Behind the scenes, the cutaway upset Aguilera’s management, even though she had her own separate performance scheduled. “That caused a little bit of grief coming my way,” Toffler says. “It didn’t make life easier that night, but you have to make choices in a live show. Sometimes you’re wrong and sometimes you’re right, but I think the beauty of the VMAs was the combustibility. You wanted to make it fun and semi-chaotic. That’s what we did.” Her team asked MTV to re-edit the performance for subsequent broadcasts, according to Calderone. The network didn’t comply. (Aguilera declined to comment for this story. “It was a cheap shot,” she told Andy Cohen in 2018. “I definitely saw the newspaper the next day and was like, ‘Oh, well, I guess I got left out of that one.’” You can see what the performance would have looked like without reaction shots in this rehearsal footage.)
Others were offended by the display as a whole — and not always the people you’d expect. “First of all, Madonna is too old to be kissing someone who is 22,” Stevie Nicks told an Australian newspaper a few weeks later. “And Britney should be smarter than that.
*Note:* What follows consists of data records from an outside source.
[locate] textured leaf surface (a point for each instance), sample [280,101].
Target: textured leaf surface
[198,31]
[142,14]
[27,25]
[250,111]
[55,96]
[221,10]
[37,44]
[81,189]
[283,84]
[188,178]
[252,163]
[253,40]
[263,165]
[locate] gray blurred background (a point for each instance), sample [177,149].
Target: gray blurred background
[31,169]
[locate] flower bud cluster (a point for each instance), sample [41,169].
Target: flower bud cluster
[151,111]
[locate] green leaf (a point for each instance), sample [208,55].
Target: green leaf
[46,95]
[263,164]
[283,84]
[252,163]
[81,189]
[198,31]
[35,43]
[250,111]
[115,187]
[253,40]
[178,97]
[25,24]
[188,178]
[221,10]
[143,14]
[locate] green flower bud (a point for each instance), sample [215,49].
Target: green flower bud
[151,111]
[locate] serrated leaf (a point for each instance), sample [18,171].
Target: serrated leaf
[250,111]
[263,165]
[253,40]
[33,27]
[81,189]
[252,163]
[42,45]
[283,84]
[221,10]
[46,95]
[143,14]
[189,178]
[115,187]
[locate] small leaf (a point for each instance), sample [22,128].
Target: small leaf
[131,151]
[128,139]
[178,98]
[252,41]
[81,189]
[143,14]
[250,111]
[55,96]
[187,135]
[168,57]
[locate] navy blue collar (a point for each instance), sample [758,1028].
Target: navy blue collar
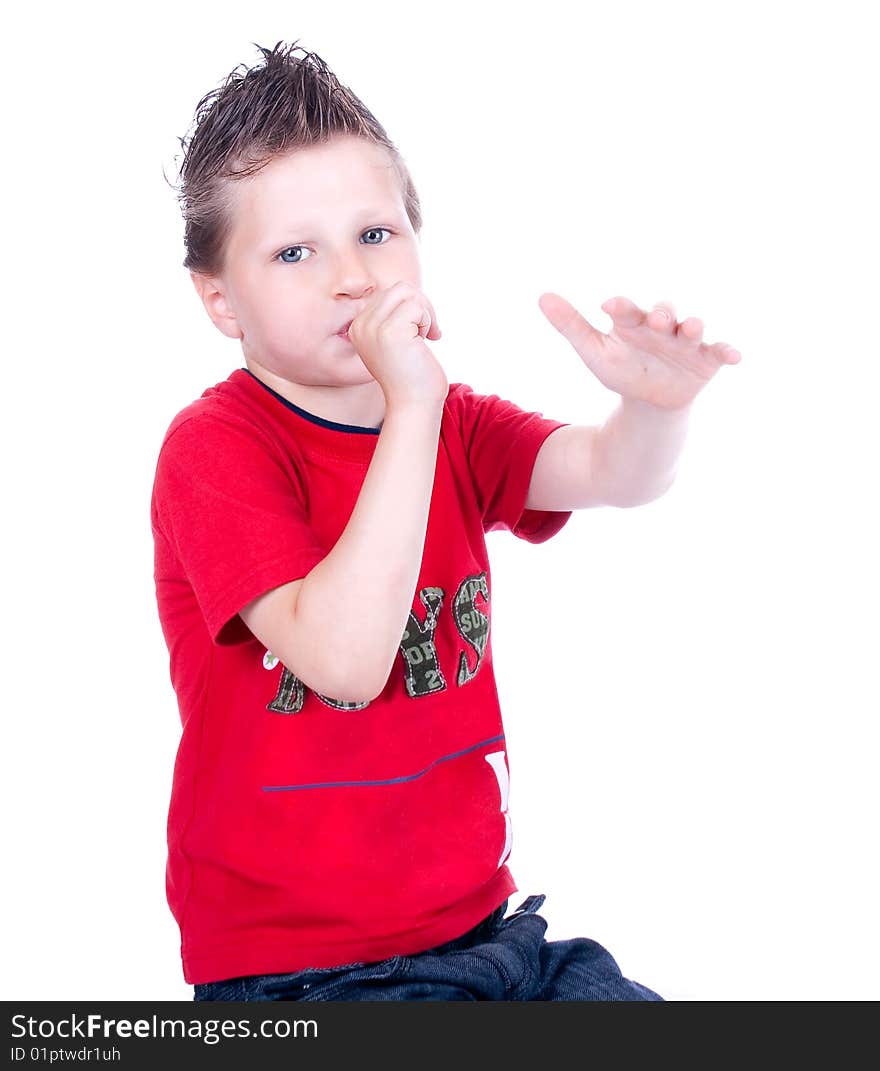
[310,416]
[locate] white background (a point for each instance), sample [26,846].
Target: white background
[691,687]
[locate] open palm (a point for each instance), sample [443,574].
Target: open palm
[647,355]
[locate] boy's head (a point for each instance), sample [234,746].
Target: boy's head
[290,101]
[297,209]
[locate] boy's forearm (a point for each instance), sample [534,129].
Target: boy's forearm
[353,606]
[637,451]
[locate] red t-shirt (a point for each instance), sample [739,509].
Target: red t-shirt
[303,832]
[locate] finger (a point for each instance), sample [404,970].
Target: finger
[623,312]
[662,317]
[435,331]
[569,321]
[413,310]
[692,329]
[383,303]
[724,353]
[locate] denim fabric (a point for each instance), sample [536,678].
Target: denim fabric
[501,959]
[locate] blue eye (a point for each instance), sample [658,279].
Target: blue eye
[301,253]
[374,236]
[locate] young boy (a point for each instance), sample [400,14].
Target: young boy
[337,826]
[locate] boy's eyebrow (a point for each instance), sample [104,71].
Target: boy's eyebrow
[367,215]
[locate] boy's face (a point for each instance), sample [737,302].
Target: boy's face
[315,234]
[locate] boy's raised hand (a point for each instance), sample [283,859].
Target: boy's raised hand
[389,334]
[647,356]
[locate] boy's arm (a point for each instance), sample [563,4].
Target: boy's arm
[375,563]
[628,461]
[657,366]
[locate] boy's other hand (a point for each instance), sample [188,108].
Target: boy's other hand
[389,334]
[648,355]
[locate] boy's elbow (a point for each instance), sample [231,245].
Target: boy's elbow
[343,683]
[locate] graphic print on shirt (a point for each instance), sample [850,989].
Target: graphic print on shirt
[472,623]
[423,675]
[423,670]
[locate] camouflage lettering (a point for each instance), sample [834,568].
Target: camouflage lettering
[472,623]
[423,674]
[289,697]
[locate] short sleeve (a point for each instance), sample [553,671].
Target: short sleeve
[501,442]
[228,518]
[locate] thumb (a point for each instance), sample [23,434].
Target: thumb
[570,323]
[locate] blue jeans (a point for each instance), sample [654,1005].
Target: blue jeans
[501,959]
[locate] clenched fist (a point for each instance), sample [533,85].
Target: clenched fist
[389,334]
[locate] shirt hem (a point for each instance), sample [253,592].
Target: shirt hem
[282,952]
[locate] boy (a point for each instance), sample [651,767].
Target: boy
[337,826]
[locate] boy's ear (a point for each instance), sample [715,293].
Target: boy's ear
[210,289]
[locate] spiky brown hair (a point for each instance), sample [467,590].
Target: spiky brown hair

Hopefully she will figure a way out of this hole she has dug for herself. I thought it was the most obnoxious moment in television history.”
MTV, meanwhile, got hate mail, according to Toffler. “It’s just par for the course,” he says. “The older demographic wasn’t ready for it.”
To Aguilera’s point, most people remember the Madonna-Britney kiss more vividly than they do the Madonna-Christina one — and sadly, even fewer remember that Missy Elliott was there at all. But the performance remains a relic of the VMAs’ glory days, when the show was still a watercooler staple worthy of that much star power. When Madonna attended Spears’ wedding last year, a quick smooch between the two prompted many news outlets to claim they were recreating 2003.
“It’s just quintessential Madonna,” Toffler says. “You give Madonna the germ of an idea or just the real estate, and she’s going to take it. She had a history of pushing us and pushing culture, and that’s what was great about her and what was great about MTV. We pushed culture in provocative ways.”